8. The method of any one of claims 1 to 7, comprising outputting a comparison of one or more components of the best fit flux vector with reference values of the one or more components obtained from a reference population of subjects.

9. The method of any one of claims 1 to 8, wherein the medical condition comprises one or more diabetic complications.

10. The method of claim 9, wherein the one or more medical conditions comprise one or more ophthalmic complications and/or one or more cardiovascular complications.

11. The method of claim 10, wherein the one or more medical conditions comprise diabetic retinopathy, diabetic neuropathy, and/or coronary artery disease.

12. A method for identifying one or more biomarkers associated with a disease phenotype, the method comprising:

For a plurality of subjects, each subject having one or more status indicators corresponding to one or more respective disease phenotypes, obtaining data indicative of a plurality of respective metabolic digital twins, wherein each metabolic digital twins is generated by the method of any one of claims 1 to 11; and

Wherein the one or more biomarkers comprise one or more components of the flux vector that are statistically significantly associated with a corresponding disease phenotype.

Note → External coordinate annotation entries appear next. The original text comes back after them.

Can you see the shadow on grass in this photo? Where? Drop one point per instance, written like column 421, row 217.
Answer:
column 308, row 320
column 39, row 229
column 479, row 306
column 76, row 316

13. A method for identifying metabolic flux patterns associated with disease phenotypes, the method comprising:

Obtaining, for a plurality of subjects, each subject having one or more status indicators corresponding to one or more respective disease phenotypes, crowd data indicative of respective flux vectors for a plurality of respective metabolic digital twins, wherein each metabolic digital twins is generated by the method of any one of claims 1 to 11;

Clustering the crowd data to generate a plurality of clusters;

For each of the one or more pairwise combined tests, calculating a difference between the median flux vector of the subjects in the respective first cluster and the median flux vector of the subjects in the respective second cluster.

14. A method for predicting the progression of a medical condition in a subject, the method comprising:

Generating metabolic digital twinning of the subject by the method of any one of claims 1 to 11; and

Outputting a comparison of one or more components of the best fit flux vector of the metabolic digital twin to one or more corresponding components of the metabolic digital twin flux vector of a subject reference population;

wherein the comparison indicates progression of the medical condition of the subject relative to the reference population.

15. The method of claim 14, wherein the metabolic digital twinning of the reference population is generated by the method of any one of claims 1 to 11.

16. A system for generating metabolic digital twinning of a subject for clinical decision support associated with a medical condition, the system comprising:

A memory; and

At least one processor in communication with the memory;

Wherein the memory comprises machine readable instructions for causing the at least one processor to perform the method according to any one of claims 1 to 11.

17. A system for identifying one or more biomarkers associated with a disease phenotype, the system comprising:

A memory; and

At least one processor in communication with the memory;

wherein the memory comprises machine readable instructions for causing the at least one processor to perform the method of claim 12.

18. A system for identifying metabolic flux patterns associated with disease phenotypes, the system comprising: a memory; and

At least one processor in communication with the memory;

Wherein the memory comprises machine readable instructions for causing the at least one processor to perform the method of claim 13.

19. A system for predicting the progression of a medical condition in a subject, the system comprising:

A memory; and

At least one processor in communication with the memory;

Wherein the memory includes machine readable instructions for causing the at least one processor to perform the method of claim 14.

20. A non-transitory computer readable memory storing instructions for causing at least one processor to perform the method of any one of claims 1 to 14.